Casto a marqué une bonne trentaine de buts en plus de dix saisons en D1. Est-ce un bon ou un mauvais total ? Tout dépend de la façon dont on analyse les choses. A plusieurs périodes, il a été désigné comme tireur de coups francs de son équipe. A côté de cela, il a le plus souvent joué au back gauche, et on a rarement l’occasion d’être dangereux quand on évolue à ce poste. Il a été médian, mais c’était en tout début de carrière. Globalement, et compte tenu de la concurrence à laquelle il a dû faire face, je trouve que ses 32 buts représentent un bon total « .
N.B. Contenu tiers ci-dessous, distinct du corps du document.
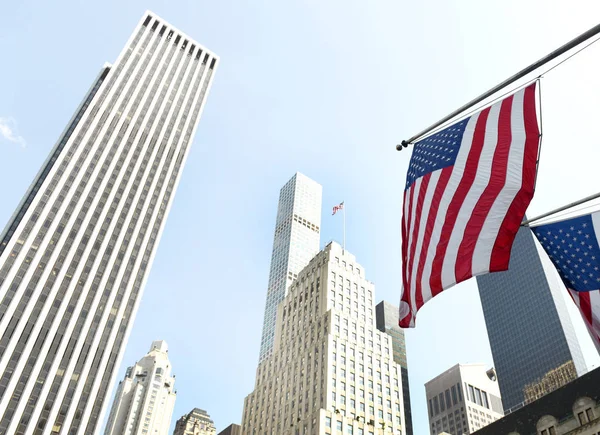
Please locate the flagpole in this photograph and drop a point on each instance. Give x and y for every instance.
(344, 246)
(564, 207)
(551, 56)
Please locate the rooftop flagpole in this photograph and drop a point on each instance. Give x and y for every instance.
(344, 246)
(544, 60)
(564, 207)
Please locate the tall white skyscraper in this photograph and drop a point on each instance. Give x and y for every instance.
(145, 398)
(331, 371)
(296, 241)
(463, 399)
(75, 255)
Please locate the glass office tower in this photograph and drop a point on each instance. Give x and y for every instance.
(76, 254)
(528, 325)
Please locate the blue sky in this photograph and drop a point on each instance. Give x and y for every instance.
(324, 88)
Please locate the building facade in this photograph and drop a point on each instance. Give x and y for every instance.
(296, 241)
(387, 316)
(572, 409)
(525, 344)
(145, 399)
(463, 399)
(75, 255)
(331, 369)
(232, 429)
(197, 422)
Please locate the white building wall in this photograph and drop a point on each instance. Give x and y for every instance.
(462, 400)
(75, 256)
(145, 398)
(330, 366)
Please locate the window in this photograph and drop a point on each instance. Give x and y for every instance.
(454, 401)
(478, 396)
(485, 401)
(471, 394)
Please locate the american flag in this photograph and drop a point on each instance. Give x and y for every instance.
(573, 245)
(467, 190)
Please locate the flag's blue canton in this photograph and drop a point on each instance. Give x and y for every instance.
(435, 152)
(574, 250)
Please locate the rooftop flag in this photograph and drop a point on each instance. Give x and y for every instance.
(573, 245)
(467, 189)
(337, 208)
Le Hainaut, par Jean-Paul Spaute

 » Si Casto n’a jamais franchi les frontières du Hainaut, cela ne m’étonne pas. C’est un casanier, un gars qui adore rester dans son terroir. Je suis sûr et certain qu’il avait assez de talent pour tenter une aventure à l’étranger. Sur un plan purement footballistique, il avait toutes les cartes en mains. Avait-il, par contre, assez de maturité pour s’imposer dans un environnement tout à fait différent ? C’est moins sûr. Il a toujours eu l’esprit d’un gamin. Le nombre de cartes jaunes et rouges qu’il continue à prendre veut dire beaucoup. Je le rencontre évidemment beaucoup moins souvent que quand nous étions tous les deux à Charleroi où je l’ai amené quand j’y étais président et qu’il avait 16 ans, mais j’ai vraiment l’impression que sa personnalité est toujours la même qu’il y a une quinzaine d’années. Il continue à faire sa petite connerie de temps en temps (il rit) mais c’est difficile de le lui reprocher.
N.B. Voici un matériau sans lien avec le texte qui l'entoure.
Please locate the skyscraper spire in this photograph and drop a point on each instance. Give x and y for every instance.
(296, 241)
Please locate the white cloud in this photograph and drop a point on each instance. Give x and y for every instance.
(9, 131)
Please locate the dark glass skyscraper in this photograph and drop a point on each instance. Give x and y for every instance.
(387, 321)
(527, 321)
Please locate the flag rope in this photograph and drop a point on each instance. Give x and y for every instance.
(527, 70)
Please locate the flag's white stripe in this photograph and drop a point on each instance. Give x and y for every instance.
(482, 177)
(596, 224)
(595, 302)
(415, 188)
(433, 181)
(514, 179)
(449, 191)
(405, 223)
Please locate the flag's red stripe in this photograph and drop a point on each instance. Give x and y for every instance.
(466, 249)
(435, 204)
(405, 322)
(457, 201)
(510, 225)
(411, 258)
Aurait-il dû tenter de s’expatrier quand il a décidé de quitter le Sporting ? La question ne s’est même pas posée à partir du moment où Mouscron lui a fait une proposition qu’il ne pouvait pas refuser. Je suis mitigé quand j’analyse le parcours qu’il a fait entre-temps. Je pense qu’il aurait pu mieux faire s’il avait été plus souvent été aligné dans l’entrejeu. Quand il jouait avec les jeunes de La Louvière, j’étais sous le charme de sa technique, de ses talents de distributeur et de sa vision du jeu. Ces qualités, il n’a fait que les perfectionner. Mais, en jouant derrière, il ne peut pas les exploiter suffisamment. Ses gestes défensifs manquent parfois de précision. En évoluant un cran plus haut, il aurait davantage mis ses atouts en valeur « .

 » Sale caractère mais sensible  » (Suray)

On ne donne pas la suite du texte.